Aluminium yesterday concluded with a slight increase of 0.2% at Rs 255.7, bolstered by robust speculative purchasing and a constricting near-term supply situation. LME inventories experienced a significant decline, as primary aluminium stocks dropped by nearly 100,000 tonnes in the initial third of the month, reaching a total of 375,000 tonnes, indicative of swift physical demand.
In August, global primary aluminium production experienced a year-on-year increase of 0.9%, reaching 6.277 million tonnes. Concurrently, China’s domestic production saw a rise of 1.22% year-on-year and 0.33% month-on-month during the same period. Global fundamentals remained constrained as WBMS reported a deficit of 119,900 mt in July, while the cumulative January–July shortfall expanded to 985,300 mt, underscoring a supply gap as consumption exceeded production.

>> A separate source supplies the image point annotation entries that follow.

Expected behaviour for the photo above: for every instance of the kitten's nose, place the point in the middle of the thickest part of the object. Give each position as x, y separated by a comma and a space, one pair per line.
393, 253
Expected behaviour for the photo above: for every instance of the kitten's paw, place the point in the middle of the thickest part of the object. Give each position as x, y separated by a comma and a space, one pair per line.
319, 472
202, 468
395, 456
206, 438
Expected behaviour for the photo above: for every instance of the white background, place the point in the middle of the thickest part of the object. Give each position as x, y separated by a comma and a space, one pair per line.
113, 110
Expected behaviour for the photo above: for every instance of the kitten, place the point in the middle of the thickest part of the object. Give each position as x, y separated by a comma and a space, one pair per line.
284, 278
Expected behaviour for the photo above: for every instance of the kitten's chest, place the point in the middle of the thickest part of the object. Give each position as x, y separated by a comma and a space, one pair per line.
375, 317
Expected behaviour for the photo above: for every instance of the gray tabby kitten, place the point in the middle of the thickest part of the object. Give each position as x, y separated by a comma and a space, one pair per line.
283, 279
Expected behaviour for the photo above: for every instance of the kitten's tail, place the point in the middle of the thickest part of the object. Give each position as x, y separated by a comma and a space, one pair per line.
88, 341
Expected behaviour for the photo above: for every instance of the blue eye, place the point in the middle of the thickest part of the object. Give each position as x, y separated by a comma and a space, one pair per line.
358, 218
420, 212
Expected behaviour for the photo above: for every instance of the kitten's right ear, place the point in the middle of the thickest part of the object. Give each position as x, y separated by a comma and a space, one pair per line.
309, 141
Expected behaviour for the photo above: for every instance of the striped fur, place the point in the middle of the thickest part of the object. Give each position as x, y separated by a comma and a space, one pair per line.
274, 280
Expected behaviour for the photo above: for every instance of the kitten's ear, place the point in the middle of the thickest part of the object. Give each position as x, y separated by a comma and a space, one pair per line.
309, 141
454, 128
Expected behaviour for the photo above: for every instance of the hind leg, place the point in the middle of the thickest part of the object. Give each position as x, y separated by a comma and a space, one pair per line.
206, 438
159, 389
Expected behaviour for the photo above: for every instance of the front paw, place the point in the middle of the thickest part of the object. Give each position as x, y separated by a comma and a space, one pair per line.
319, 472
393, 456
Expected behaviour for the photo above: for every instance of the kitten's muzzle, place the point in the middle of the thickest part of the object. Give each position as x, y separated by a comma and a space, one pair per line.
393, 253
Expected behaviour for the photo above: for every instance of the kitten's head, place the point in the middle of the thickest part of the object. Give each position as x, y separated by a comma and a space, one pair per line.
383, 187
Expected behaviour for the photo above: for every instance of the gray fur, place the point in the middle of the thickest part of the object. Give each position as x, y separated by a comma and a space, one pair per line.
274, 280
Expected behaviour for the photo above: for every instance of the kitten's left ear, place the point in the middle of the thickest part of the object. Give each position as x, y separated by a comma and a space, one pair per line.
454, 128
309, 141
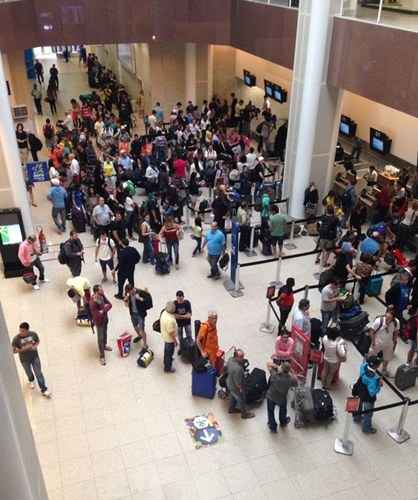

In Japan, aluminium stocks experienced a month-on-month increase of 6.3% in August, while the cancellation of licenses by Guinea Alumina has heightened supply concerns for significant smelters such as Emirates Global Aluminium. In the interim, inventories at the Shanghai Futures Exchange experienced a decline of 0.6% compared to last Friday. In July, Chinese exports of unwrought aluminium and related products increased to 542,000 tonnes, up from 489,000 tonnes in June. Imports experienced an uptick, with August volumes reaching 320,000 tonnes, reflecting a 12.9% increase compared to the previous year.
From a technical perspective, the market is experiencing short covering, evidenced by a decline in open interest of -17.31% to 2116, while prices have shown a slight increase. Aluminium is currently supported at Rs 254.9, with potential for further decline to Rs 254.1. Resistance is identified at Rs 256.2, and a breakout above this level could propel prices towards Rs 256.7.